Any thoughts on having an annotation that could be...
# language-evolution
e
Any thoughts on having an annotation that could be applied to abstract functions or properties that would force an immediate child to implement it? The use case is that I have a hierarchy of abstract classes and don't control the final concrete class, but I want to ensure that one of the abstract classes in the hierarchy will implement the abstract function or property.
c
Why do you want to do this?
e
I'm building a framework that uses https://github.com/evant/kotlin-inject and I provide an
abstract class
that the user will extend from another
abstract class
(kotlin-inject will generate the concrete class with KSP). The intermediate abstract class needs to implement an abstract property, because KSP isn't able to generate it.
c
In my opinion, if this is a problem caused by code generation, then it's out of scope for a language evolution. Code generation is side-stepping what the language allows, so the language shouldn't adapt to use cases that stem from that. Instead, I would create a feature request to KSP or elsewhere. (of course, I'm not the one who makes the rules, but I think it's unlikely this leads to anything)
e
This isn't caused by code generation; my specific use case involves code generation, but the underlying issue is still there. Another example would be a library providing an abstract class meant to be extended by an abstract class from another library. There's the same lack of control of implementation.
c
Yes, but I believe it's on purpose. Abstract classes define classes "with holes" that implementations need to fill in. An abstract class cannot force an implementation to be of a specific kind; you can always implement them as
object
,
class
, anonymous objects, etc. The implementation has entire control over this. Your use case is an abstract class that wants to force its implementation to 1) be an abstract class, and 2; implement a subset of its methods. I do not think this aligns with the language's goals, however it could maybe be a #detekt rule or something similar? Or just a different design that doesn't require something like this at all.
e
It wouldn't force the implementation to be an abstract class, just that if it is an abstract class, it has to implement the annotated properties/functions. It also doesn't force what the implementation is, but that the direct child provides an implementation.
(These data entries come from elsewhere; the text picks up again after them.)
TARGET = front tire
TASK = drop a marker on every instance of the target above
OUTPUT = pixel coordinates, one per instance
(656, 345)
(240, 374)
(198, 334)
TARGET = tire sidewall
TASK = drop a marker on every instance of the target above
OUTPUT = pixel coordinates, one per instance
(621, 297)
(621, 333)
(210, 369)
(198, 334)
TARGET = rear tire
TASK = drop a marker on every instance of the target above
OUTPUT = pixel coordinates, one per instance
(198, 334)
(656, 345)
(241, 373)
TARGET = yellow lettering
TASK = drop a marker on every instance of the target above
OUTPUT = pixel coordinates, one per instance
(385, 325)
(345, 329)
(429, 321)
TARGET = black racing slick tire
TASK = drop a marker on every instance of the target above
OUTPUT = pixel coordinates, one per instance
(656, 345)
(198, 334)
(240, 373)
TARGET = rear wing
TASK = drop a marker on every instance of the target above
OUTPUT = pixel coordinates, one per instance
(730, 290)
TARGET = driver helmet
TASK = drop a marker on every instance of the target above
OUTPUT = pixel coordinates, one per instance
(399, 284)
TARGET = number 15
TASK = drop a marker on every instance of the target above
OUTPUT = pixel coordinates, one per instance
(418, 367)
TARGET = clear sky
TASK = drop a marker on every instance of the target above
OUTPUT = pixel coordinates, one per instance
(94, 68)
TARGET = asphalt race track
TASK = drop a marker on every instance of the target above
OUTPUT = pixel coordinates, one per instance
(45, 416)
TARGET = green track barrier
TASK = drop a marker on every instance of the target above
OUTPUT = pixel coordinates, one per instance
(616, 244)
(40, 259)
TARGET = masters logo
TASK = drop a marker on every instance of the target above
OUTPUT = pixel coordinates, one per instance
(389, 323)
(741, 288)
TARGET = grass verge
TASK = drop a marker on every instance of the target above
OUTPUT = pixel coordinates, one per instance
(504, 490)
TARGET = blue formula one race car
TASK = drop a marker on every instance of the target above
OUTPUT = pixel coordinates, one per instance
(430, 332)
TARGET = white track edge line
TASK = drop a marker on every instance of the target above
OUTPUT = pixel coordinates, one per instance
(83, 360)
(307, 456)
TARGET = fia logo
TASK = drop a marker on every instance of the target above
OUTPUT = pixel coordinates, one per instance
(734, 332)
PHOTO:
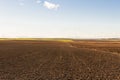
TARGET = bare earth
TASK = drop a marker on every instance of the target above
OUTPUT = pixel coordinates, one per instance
(55, 60)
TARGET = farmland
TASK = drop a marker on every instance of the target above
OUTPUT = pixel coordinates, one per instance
(59, 60)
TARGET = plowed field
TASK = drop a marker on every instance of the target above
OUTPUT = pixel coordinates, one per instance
(55, 60)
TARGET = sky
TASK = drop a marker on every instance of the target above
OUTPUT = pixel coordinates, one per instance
(60, 18)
This isn't such a large leap, because currently: 1. If the child of an abstract class is a concrete class, it must provide an implementation 2. If the child of an abstract class is an abstract class, it may provide an implementation I'm just asking for a way to bridge that. I don't think there's a way for static analysis to address this, since it would suppose that a consumer (which is not under your control) would be using static analysis.